Aggarwal-Raghav commented on PR #456:
URL: https://github.com/apache/tez/pull/456#issuecomment-3807049845

   Thanks for the pointers @abstractdog .
   1. Yes, the implementation is reminiscent of hive (TBH, pom.xml and 
build-docker.sh and some parts of Dockerfile are taken from hive to some extent)

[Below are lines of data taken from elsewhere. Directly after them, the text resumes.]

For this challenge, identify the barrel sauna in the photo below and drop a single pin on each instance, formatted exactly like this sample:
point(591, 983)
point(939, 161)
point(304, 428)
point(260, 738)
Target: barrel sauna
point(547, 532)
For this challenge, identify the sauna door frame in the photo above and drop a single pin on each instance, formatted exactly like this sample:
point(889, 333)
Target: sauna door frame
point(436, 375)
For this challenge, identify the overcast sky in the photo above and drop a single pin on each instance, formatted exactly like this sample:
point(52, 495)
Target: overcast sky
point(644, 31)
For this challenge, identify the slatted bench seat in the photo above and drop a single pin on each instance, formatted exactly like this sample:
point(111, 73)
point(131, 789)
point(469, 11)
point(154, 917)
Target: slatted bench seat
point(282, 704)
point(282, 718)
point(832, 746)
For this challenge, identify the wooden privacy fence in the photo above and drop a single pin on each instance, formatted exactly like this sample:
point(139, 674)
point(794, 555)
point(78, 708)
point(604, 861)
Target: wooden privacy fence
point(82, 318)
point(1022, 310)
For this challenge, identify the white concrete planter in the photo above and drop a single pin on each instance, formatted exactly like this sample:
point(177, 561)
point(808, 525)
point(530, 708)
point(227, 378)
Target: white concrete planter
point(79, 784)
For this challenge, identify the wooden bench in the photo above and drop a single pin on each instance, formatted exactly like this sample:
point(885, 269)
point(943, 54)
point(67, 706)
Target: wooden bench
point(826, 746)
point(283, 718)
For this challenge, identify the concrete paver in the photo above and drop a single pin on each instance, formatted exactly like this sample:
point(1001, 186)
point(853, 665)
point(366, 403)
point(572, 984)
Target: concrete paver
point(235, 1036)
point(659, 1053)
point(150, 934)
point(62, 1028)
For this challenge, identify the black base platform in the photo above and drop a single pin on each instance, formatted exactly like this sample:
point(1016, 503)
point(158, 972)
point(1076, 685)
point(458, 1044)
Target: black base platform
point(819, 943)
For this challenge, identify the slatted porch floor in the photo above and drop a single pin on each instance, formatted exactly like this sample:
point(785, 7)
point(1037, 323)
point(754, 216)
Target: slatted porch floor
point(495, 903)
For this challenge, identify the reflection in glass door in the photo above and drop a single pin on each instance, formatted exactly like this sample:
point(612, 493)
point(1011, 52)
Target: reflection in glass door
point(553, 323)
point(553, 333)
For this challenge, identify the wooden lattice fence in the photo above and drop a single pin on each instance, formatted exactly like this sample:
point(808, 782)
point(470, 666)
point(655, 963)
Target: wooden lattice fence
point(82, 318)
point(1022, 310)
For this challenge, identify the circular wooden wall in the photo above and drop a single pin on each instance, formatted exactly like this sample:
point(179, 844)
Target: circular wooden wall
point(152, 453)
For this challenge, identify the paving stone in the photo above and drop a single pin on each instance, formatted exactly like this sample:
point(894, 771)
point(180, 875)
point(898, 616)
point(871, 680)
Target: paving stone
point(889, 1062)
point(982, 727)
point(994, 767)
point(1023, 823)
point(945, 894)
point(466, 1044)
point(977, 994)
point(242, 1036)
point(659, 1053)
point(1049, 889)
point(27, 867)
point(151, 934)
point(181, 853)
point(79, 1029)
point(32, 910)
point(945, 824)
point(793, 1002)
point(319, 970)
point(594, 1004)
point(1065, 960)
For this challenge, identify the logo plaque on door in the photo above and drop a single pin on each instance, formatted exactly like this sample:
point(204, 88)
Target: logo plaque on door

   2. For basic startup of tez am without hadoop jars, I didn't observed any 
issue. As tez tar ball contains few hadoop jars and i think they and their 
transitive dependency jars are sufficient for tez-am to be client of hadoop 
services (but I have commit ready just in case if we later want to remove 
hadoop tarball)
   3. **No Update. I believe, code change in DagAppMaster is required for 
segregation.**
   4. Raised https://github.com/apache/tez/pull/458
   
   **Few additional things:**
   DAGAppMaster#serviceInit() => DAGAppMaster#createTaskSchedulerManager is 
trying to connect to ResourceManager even in zookeeper mode . I think we 
shouldn't use YARN scheduler and maybe move to 
[Yunikorn](https://yunikorn.apache.org/)  (we are using that in spark 
internally). Let me know how to proceed for this? For now should I raise a PR 
for skipping it if zk mode is enabled?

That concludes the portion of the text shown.